Certains auront découvert Joni Void dans les dernières années via son Soundcloud qu’il utilisait jusqu’à tout récemment sous l’alias Johnny Ripper. Son vrai nom: Jean Cousin. Le Français d’origine s’est fait connaître par son talent assez génial pour manipuler les samples, au point où il n’utilise aujourd’hui aucun matériel original dans son processus de composition. 100 % de sa musique est écrite à partir d’éléments enregistrés à l’avance, mais retravaillés d’une main de maître par le Montréalais d’adoption. Le constat de départ est assez convaincant et encourageant, surtout si l’on considère que le gars est vraiment versatile au point de vue du stylistique. Mais il finit peut-être par l’être un peu trop…
Selfless est le premier album signé sous étiquette de Cousin. Un beau début, considérant qu’il a réussi à se tailler une place dans la famille Constellation Records. Son premier single, Disassociation (Kyla’s Song), avait déjà réussi à attirer mon attention dans les dernières semaines et j’avais donc bien hâte de voir la galette complète, mais je dois dire que mes premières écoutes me laissent un peu mitigé. Si le génie de Cousin n’est aucunement à remettre en question, c’est plutôt son album très varié et en deux temps qui semble poser problème.

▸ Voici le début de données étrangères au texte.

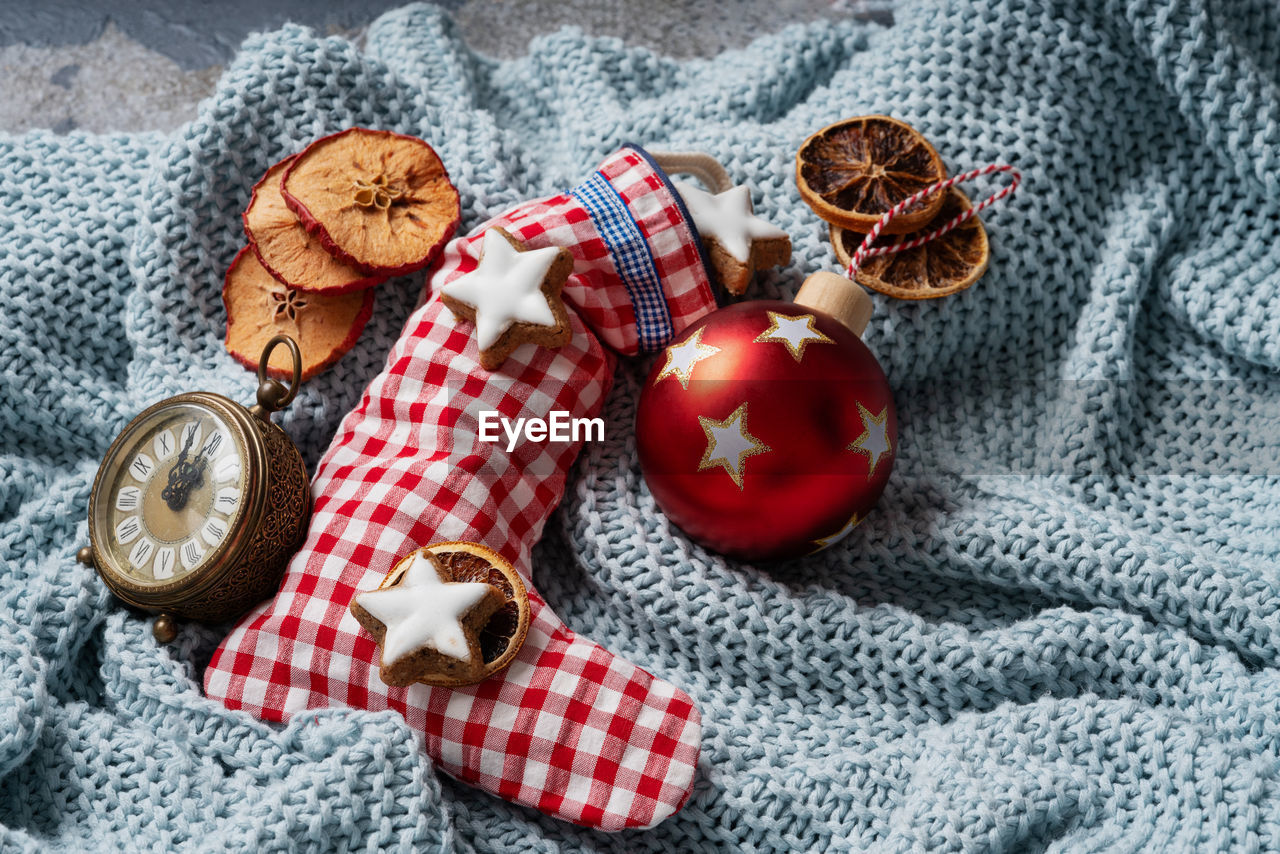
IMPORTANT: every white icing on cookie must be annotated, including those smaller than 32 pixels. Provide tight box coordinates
[356,553,489,667]
[440,229,559,350]
[676,181,787,264]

Les pièces, prises individuellement, sont toutes incroyables. De la mystérieuse et introductive Song Sienne à la conclusive Deaf (No More Songs), on passera réellement par toutes les émotions imaginables. Pensez à des inclusions chill (Empathy), concrète (Doppler), hip-hop (Yung Werther (Ogun’s Song)) ou encore industrielle (Abjection): Selfless va dans tous les sens. Prenons par exemple le point culminant de l’oeuvre, Cinema Without People, en retrait quelques instants. La pièce tend vers la techno et l’industriel, mais laisse en place des échantillons de pellicule cinématographique qui finiront éventuellement par s’arrêter sur quelques secondes de silence.
Les forces narrative et évocatrice sont à leur comble, mais on comprend mal la juxtaposition avec Yung Werther qui vient juste après. Côté inspirations, on côtoie autant les pionniers comme Pierre Schaeffer dans l’essence bruitiste que Yann Tiersen pour le côté parfois pianistique et très cinématographique de la musique. Et ajoutons finalement à cela la présence de plusieurs invités qui viendront chanter, ou du moins être samplés à de nombreuses reprises tout au long du disque. C’est à force de tirer dans tous les sens que Cousin finit quelque peu par manquer la cible. Un fil conducteur plus évident aurait peut-être aidé à mieux accompagner la complexité inhérente des compositions qui nous sont présentées.
Cela dit, l’erreur est contrebalancée par le talent certain et la qualité des pièces qui composent l’album. Selfless se présente comme une œuvre complexe qui peut s’écouter dans plusieurs états. L’amateur de musique électronique sans trop d’intérêt face aux musiques expérimentales saura y trouver son plaisir autant que l’amateur invétéré de musique post-moderne. Jean Cousin, qui a déjà œuvré dans le milieu du cinéma, réussit dès la naissance de son projet Joni Void à nous livrer une trame sonore imagée de grande qualité.